The general secretary of the Association of School and College Leaders (ASCL), John Dunford, said he was delighted that the House of Lords had supported the school. “The school had carried out an extensive consultation with the local community before deciding on the uniform. The purpose of school uniform is to create a community ethos and no individual pupils should be able to go their own way,” he said. Mr Dunford added: “This judgment will be widely welcomed by headteachers of schools with uniforms. If the judgment had gone the other way, it would have serious consequences for schools and communities that want their children to wear a uniform.” The general secretary of the National Association of Head Teachers, Mick Brookes, said: “This is a good judgment for schools. It shows that where a school is sensitive to local issues and has a good consultative process, its judgment will be upheld in law.”
Mr Brookes added: “The balance between the individual rights of a pupil and the need for schools to have order and discipline is always going to be a contentious area.”
Alison Carter, a solicitor for the Children’s Legal Centre, said the total cost to the Legal Services Commission, which supplied legal aid for Shabina’s case going from the high court to the court of appeal and the House of Lords, was no more than ?50,000.
The law lords had heard that 75% of pupils at Denbigh high were Muslim and, at the time Shabina was admitted, the headteacher was Muslim.
The faith was represented on the parent teacher association and governing body.
To try to accommodate all faiths, the school adopted the shalwar kameez, a garment worn by many faiths on the Indian sub-continent.
According to the school’s lawyers, among Shabina’s objections was that the kameez was worn by “disbelieving women”.
But Shabina’s counsel, Cherie Booth QC, said that was incorrect. Her objection was that the kameez was no longer suitable for her because she had reached sexual maturity and it did not sufficiently protect her modesty.

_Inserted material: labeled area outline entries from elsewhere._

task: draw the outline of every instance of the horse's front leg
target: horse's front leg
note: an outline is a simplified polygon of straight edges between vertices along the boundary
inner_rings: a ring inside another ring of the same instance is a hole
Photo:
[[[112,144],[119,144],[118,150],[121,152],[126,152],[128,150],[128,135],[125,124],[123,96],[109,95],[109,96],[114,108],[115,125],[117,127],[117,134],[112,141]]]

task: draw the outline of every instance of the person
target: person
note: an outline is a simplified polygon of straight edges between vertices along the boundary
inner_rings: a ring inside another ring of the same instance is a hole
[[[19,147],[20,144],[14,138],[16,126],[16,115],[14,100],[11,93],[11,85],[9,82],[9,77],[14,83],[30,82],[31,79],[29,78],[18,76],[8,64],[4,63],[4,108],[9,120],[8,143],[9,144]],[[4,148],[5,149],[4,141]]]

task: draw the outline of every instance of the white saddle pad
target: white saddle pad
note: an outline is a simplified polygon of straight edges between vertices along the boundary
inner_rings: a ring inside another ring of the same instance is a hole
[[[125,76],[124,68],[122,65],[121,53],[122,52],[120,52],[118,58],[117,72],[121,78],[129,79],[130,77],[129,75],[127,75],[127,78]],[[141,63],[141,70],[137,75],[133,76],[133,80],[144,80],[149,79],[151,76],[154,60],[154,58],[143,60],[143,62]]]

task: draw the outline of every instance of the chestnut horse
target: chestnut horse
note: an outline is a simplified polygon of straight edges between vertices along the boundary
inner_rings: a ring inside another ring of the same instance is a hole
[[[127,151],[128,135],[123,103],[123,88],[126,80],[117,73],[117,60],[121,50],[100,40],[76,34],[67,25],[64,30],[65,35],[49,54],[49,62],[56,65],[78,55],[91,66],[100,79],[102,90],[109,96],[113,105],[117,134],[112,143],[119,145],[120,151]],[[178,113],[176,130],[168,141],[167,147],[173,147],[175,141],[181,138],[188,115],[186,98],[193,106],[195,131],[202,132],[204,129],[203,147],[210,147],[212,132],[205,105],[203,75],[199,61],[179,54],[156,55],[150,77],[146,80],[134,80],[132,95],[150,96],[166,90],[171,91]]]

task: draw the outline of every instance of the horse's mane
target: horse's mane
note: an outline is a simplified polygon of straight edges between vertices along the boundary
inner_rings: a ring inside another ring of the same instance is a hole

Lord Bingham said any sincere religious belief such as that held by Shabina must command respect, particularly when derived from an ancient and respected religion.
The issue was whether her freedom to manifest her belief by her dress was subject to limitation and whether that limitation was justified.
He said Shabina could have attended another school, where the jilbab was permitted, far sooner. He was satisfied there was no interference with her right to manifest her belief in practice or observance. Even if there was interference, it was a “proportionate” response by the school.
Agreeing, Lord Hoffmann said there had been nothing to stop Shabina going to a single-sex school where her religion did not require a jilbab or a school where she was allowed to wear one.
Article 9 of the European Convention “does not require that one should be allowed to manifest one’s religion at any time and place of one’s own choosing”, he said.
Shabina’s discovery that her religion did not allow her to wear the uniform she had been wearing for the past two years created a problem for her. But her family had chosen that school with knowledge of its uniform requirements.
To change schools might not have been entirely convenient for her, particularly when her sister was remaining at Denbigh high, “but people sometimes have to suffer some inconvenience for their beliefs”, said Lord Hoffmann.
“Instead, she and her brother decided that it was the school’s problem. They sought a confrontation and claimed that she had a right to attend the school of her own choosing in the clothes she chose to wear.”